Joe the Plumber. If you masqueraded as Joe the Plumber and trick-or-treated in many neighborhoods of Indianapolis, it would have been a good idea to carry a wrench. In the last few years, Indianapolis has experienced a spike in violent and other crimes. City government's first charge is to protect its citizens. The Indianapolis Metropolitan Police Department needs to arrest more bad guys and put them away. This has been a challenge in Mayor Ballard's first term, but it's too early to be critical. Improvement in those statistics would be welcome.
Rev. Jeremiah Wright. A Wright costume would have been appropriate, particularly if you walked with someone who had an Obama mask. The recent accusations by Gov. Sarah Palin that Obama is palling around with terrorist Bill Ayers ring hollow, but Obama's association with his pastor at the Trinity United Church of Christ was never sufficiently explained. Wright has repeatedly denounced our country, including in a sermon when he asserted that the United States brought on the 9/11 attacks with its own terrorism. We are branded, and rightly so, by friends and others with whom we associate. Obama should have repudiated this relationship many years before being forced to do so under a media barrage.
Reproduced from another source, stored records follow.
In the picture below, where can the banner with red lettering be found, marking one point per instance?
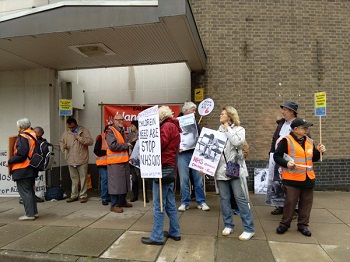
(129, 113)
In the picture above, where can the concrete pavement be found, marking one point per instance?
(90, 232)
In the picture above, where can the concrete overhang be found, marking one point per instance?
(94, 34)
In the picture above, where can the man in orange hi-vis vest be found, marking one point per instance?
(118, 165)
(296, 153)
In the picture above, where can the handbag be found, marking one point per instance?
(168, 175)
(232, 168)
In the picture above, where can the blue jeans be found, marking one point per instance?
(104, 183)
(245, 212)
(169, 206)
(184, 160)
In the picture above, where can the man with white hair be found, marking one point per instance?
(184, 172)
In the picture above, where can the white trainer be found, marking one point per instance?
(183, 208)
(246, 235)
(22, 218)
(204, 207)
(227, 231)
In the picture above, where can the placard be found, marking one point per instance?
(207, 153)
(150, 148)
(189, 134)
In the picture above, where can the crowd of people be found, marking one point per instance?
(292, 150)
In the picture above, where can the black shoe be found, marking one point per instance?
(148, 241)
(134, 198)
(305, 231)
(281, 230)
(166, 235)
(39, 200)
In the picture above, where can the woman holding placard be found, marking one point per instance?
(170, 142)
(230, 125)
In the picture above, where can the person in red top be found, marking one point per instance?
(170, 144)
(296, 153)
(22, 172)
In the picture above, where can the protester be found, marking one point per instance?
(170, 141)
(184, 159)
(100, 150)
(21, 171)
(298, 175)
(135, 171)
(76, 141)
(289, 112)
(230, 125)
(118, 165)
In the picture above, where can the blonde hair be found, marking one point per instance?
(232, 114)
(187, 106)
(164, 112)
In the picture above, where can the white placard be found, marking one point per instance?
(150, 148)
(206, 106)
(8, 187)
(207, 153)
(189, 133)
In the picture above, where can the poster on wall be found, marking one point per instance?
(129, 113)
(149, 139)
(207, 153)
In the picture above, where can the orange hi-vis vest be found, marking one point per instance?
(117, 157)
(301, 157)
(31, 142)
(102, 160)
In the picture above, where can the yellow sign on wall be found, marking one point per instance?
(65, 107)
(198, 94)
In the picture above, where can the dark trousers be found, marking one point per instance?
(118, 200)
(305, 197)
(27, 193)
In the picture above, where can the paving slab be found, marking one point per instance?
(331, 234)
(232, 249)
(337, 253)
(129, 247)
(88, 242)
(297, 252)
(190, 248)
(12, 232)
(43, 239)
(20, 256)
(124, 220)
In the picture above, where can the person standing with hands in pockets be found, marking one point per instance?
(296, 153)
(76, 140)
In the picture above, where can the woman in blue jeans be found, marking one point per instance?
(170, 141)
(230, 125)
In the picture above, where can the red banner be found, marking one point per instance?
(129, 113)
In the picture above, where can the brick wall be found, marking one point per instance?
(262, 53)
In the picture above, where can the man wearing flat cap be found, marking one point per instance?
(289, 112)
(296, 153)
Tyrannosaurus Rex. You could have startled your friends as a meat-eating monster. Forget about science. It is like old times. After all, Gov. Palin wants schools to teach our children that man walked with dinosaurs as little as 6,000 years ago. That's scary, even for Halloween. In my synagogue, they teach that the earth was created in six days. It's a lovely story, but that hocus pocus belongs in churches and synagogues—not in our public schools.
President Bush. (The female equivalent would be Alice in Wonderland.) You got candy if you wore a President Bush mask, but it was bittersweet. Bush leaves office with ongoing wars on two fronts, an energy crisis, an economic crisis and a gargantuan federal budget deficit. Time will not be kind to the Bush presidency. Halloween is over. Throw the mask away.
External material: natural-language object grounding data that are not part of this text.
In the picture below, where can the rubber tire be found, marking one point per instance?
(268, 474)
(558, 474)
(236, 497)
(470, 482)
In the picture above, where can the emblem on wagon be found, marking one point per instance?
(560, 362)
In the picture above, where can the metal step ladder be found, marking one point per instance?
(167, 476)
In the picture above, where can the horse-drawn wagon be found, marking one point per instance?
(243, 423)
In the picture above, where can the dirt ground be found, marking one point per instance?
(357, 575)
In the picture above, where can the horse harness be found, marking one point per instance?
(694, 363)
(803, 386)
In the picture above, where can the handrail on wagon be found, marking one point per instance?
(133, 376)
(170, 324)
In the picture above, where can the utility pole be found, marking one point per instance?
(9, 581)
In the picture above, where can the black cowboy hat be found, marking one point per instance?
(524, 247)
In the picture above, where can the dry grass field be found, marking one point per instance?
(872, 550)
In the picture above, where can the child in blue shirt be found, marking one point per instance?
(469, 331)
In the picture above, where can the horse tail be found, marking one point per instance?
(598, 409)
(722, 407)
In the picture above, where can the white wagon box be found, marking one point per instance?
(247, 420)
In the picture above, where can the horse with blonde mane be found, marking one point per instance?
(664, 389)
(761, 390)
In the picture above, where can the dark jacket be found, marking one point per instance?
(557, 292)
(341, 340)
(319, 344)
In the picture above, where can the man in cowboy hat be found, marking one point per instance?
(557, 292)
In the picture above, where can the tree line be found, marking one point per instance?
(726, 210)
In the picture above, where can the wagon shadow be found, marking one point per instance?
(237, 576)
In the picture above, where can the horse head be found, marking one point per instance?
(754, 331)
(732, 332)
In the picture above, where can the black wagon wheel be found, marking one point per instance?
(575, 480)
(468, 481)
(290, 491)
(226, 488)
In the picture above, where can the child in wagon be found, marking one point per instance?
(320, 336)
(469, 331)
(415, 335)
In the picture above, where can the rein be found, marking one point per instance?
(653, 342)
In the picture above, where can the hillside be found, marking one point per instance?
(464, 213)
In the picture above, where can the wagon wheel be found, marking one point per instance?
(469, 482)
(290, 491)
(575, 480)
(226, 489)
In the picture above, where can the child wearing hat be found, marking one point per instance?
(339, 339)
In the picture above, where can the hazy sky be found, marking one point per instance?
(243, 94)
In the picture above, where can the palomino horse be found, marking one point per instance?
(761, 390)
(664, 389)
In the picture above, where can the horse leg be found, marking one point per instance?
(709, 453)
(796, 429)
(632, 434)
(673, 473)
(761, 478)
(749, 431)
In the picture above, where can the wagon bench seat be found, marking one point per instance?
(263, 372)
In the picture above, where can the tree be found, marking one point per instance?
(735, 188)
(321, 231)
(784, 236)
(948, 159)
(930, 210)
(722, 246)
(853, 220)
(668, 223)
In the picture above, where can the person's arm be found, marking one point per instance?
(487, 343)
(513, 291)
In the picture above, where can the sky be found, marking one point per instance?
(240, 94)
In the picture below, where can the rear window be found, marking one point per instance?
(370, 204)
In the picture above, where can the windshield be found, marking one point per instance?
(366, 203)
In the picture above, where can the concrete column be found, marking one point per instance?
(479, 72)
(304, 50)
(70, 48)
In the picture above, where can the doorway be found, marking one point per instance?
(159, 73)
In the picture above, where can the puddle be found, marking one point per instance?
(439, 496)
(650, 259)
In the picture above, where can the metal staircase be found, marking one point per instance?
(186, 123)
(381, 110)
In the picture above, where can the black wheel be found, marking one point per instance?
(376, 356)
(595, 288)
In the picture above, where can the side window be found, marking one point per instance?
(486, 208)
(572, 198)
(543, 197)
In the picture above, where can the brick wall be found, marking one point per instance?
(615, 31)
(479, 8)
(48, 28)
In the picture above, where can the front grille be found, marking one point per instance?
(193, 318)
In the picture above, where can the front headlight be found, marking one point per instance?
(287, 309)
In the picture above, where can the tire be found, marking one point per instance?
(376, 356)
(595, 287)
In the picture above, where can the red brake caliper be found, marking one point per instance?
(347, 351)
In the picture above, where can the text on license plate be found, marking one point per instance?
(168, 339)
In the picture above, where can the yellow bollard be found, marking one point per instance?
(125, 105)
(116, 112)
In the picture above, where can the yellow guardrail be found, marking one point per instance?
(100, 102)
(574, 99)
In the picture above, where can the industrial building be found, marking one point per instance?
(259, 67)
King Abdullah bin Abdul Aziz. If you donned the flowing white robes of the King of Saudi Arabia, you couldn't have expected much. We've already given more than we can afford. A stop at my house would have yielded a piece of black Indiana coal. Aziz is one of the culprits responsible for the decline in our standard of living. His cartel controls the oil spout. Because of price fixing and gouging, we have suffered a massive wealth transfer to dangerous and hostile regimes. We have been complicit. The challenge of the next administration is a cogent energy policy that weans us off of OPEC and its predatory pricing schemes.
Sgt. Joe Friday. You could have proudly worn the uniform and badge of LAPD, and demanded "just the facts" from your friends wearing Jill Long Thompson masks. She has been sloppy with her data on Indiana's economic development, and Gov. Daniels suggested that the Dragnet cop should demand accuracy as part of debate protocol. The voting public deserves to be properly informed.
Between Halloween and Nov. 4, there are precious few days to debate the issues of the day and the competency and worthiness of the candidates. Whatever costume you wore on Halloween, let Joe the Plumber, Rev. Jeremiah Wright, Tyrannosaurus Rex, President Bush, King Abdullah bin Abdul Aziz, Sgt. Joe Friday and other characters of this election cycle continue to spark a lively dialogue with your friends, family and neighbors. It is with an informed and energized voting public that our democracy will continue to evolve, persevere and flourish.